Ouverture ou isolement ?

Ainsi, l’Iran (la Perse jusqu’en 1935) a toujours été un carrefour qui mettait en rapport des espaces géographiques, des genres de vie, et des entités culturelles assez différents. Cela est sans doute une des clés de ses difficultés mais aussi de sa puis­sance et de son rayonnement, aussi bien dans l’Antiquité que pendant la conquête arabe. Mais, c’est seulement à partir du XIXe siècle que ce pays, qui avait toujours su auparavant assimiler ses envahisseurs et iraniser ses voisins, a été victime des im-périalismes combinés des Russes et des Britanniques. Condamné à la défensive et au repli sur soi, ce pays victime du grand jeu a également subi les conséquences né­gatives des deux Guerres mondiales, en particulier la seconde, puisqu’il fut à partir de 1941, ipso facto, occupé par les Soviétiques et les Britanniques.
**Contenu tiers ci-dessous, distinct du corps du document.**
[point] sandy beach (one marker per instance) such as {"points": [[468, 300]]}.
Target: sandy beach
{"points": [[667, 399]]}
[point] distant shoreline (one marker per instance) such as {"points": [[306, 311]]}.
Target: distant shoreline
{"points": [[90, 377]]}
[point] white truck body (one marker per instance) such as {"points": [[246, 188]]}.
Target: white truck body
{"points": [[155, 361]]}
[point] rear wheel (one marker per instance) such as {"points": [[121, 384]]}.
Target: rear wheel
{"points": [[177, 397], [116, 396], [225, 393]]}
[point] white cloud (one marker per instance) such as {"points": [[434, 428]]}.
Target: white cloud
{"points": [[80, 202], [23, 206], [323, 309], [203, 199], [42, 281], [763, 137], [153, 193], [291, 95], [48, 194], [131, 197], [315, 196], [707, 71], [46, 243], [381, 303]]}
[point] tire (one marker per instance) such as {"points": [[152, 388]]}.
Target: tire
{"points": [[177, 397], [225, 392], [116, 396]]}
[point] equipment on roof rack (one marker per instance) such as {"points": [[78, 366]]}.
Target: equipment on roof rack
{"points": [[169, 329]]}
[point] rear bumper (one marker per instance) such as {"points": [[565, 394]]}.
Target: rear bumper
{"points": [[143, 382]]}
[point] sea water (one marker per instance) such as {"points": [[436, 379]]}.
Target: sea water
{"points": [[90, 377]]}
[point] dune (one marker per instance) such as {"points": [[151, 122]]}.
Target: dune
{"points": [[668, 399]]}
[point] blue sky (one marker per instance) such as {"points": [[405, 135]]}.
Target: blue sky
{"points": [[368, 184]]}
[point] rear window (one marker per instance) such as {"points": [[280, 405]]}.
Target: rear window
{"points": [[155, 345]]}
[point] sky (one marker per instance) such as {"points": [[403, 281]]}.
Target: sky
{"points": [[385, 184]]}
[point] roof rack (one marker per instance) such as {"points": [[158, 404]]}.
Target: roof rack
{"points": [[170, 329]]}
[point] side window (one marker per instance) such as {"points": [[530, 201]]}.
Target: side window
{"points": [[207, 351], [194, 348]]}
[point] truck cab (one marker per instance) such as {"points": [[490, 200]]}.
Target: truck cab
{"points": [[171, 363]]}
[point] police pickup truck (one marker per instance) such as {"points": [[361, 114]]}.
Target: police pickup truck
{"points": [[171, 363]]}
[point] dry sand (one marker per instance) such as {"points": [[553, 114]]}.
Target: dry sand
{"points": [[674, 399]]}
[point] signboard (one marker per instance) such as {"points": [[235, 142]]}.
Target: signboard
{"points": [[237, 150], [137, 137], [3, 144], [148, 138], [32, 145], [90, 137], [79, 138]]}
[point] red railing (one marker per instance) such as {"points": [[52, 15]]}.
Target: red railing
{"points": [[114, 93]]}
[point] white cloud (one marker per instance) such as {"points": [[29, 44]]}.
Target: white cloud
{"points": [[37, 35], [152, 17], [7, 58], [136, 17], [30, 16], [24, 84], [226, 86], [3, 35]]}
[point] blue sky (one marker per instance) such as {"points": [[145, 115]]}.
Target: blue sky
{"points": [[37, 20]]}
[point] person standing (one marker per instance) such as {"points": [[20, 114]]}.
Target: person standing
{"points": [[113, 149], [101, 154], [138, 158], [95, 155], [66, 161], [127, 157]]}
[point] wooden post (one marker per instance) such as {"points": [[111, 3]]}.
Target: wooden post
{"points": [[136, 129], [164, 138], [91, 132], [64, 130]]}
Pendant le règne des Pahlavi, mais plus particulièrement après le début des an­nées 1960, l’Iran ouvert à la mondialisation et à l’occidentalisation a connu les heurs et les malheurs d’une croissance économique trop rapide, d’une kémalisation trop brutale, et plus encore d’une laïcisation refusée dès le départ par un clergé chiite ultra conservateur. Devenu pro-occidental pendant la Guerre froide, malgré les mauvais souvenirs de l’expérience Mossadegh, il a, une fois devenu République islamique, rompu tous les liens avec ses anciens alliés devenus à ses yeux des grands ou petits Satans. Après s’être coupé des Etats-Unis, il s’est une nouvelle fois replié sur lui-même, en même temps qu’il a été isolé quand il a dû affronter pendant huit ans une armée irakienne fournie en matériel par les Occidentaux. Ses démêlés avec les Wahabites, gardiens des lieux saints de l’Islam ont encore accentué son isole­ment, cette fois ci, vis-à-vis de la plupart des gouvernements arabes.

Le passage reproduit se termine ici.